Would anyone recommend using Actinic bulbs in an aquarium?


----------



## DJRansome (Oct 29, 2005)

Some people do use them with success, but I would not recommend it. I did try them...now I take the actinic bulbs out and replace them...anyone want to buy a bunch of actinic bulbs?

I find they increase the algae too much.


----------



## DrgRcr (Jun 23, 2009)

Thats good to know. I just converted my 2 double bulb normal output T5's to HO, and I'm running a 10,000k and actinic in each. But mine are also mounted inside my canopy 6" above the tank too. I'm _*hoping*_ to get some green algae to overtake the diatoms in my tank, and I'm sure the mbuna would love me for it!


----------



## prov356 (Sep 20, 2006)

I love actinics.
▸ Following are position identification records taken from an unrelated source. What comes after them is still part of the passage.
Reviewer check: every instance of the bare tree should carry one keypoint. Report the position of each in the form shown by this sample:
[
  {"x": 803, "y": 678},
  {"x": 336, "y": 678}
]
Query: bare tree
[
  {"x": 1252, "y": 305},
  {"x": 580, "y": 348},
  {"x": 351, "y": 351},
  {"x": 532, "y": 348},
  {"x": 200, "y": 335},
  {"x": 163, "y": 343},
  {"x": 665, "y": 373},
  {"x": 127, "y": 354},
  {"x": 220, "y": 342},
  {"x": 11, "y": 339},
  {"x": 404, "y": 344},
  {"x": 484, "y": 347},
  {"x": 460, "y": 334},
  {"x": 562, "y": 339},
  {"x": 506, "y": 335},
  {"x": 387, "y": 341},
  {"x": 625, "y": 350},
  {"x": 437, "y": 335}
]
The algae doesn't matter as I use nerite snails. I use actinics in combo with daylights, and in some tanks go with a combo of actinic and a 50/50 daylight actinic.



> anyone want to buy a bunch of actinic bulbs?
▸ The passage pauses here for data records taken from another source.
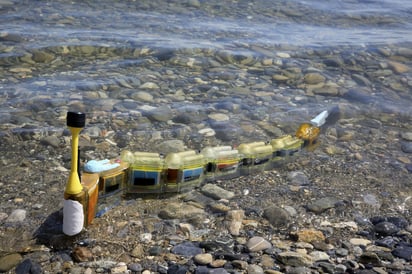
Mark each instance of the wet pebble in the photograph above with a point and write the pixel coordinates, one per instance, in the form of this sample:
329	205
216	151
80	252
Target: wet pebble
18	215
322	204
216	192
188	249
406	147
257	243
7	262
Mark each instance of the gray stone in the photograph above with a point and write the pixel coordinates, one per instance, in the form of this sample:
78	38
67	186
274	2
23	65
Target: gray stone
292	258
322	204
18	215
175	210
9	261
277	216
406	147
216	192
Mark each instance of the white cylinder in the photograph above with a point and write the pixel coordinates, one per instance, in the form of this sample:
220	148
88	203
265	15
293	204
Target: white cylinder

If you've got 48" T8's, PM me.


----------



## Number6 (Mar 13, 2003)

what I like about actinics is that you can often find them for free on local fish forums or craigslist.
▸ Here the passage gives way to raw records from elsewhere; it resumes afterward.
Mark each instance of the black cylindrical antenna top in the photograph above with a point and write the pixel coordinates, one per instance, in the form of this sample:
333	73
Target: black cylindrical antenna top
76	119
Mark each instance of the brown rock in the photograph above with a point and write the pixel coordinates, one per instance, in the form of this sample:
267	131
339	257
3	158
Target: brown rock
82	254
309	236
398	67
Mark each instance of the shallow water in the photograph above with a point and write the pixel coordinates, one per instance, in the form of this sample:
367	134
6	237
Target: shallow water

What I don't like is the color, the lack of usable light for plants, and the algae.

In my reef tank I now use actinic white (recent purchase) and as the bulbs age too much for the reef, I will move them onto the freshwater tanks. I'll be interested to see how the old actinic white look over freshwater cichlids.


----------



## ZackG (Dec 16, 2010)

I bought an old coralife 48" lighting unit (4x 65 watt PC) from a garage stand and centered one of the connectors and put in three bulbs (four was too bright). It looks sick! Right now it has 1x 10,000 K Bulbs and 2x 20,000 K Bulbs


----------



## Sugar70 (Dec 28, 2010)

But mine are also mounted inside my canopy 6" above the tank too. 
I'm hoping to get some green algae to overtake the diatoms in my tank, and I'm sure the mbuna would love me for it!


----------



## GTZ (Apr 21, 2010)

Sugar70 said:


> But mine are also mounted inside my canopy 6" above the tank too.
> I'm hoping to get some green algae to overtake the diatoms in my tank, and I'm sure the mbuna would love me for it!


Same here, I've been dosing phosphate and it's beginning to take over the diatom.


----------



## fatcat660 (Nov 29, 2005)

I use a Blue acitinic and 6700 K in a twin tube corallife t5 fixture and it looks great


----------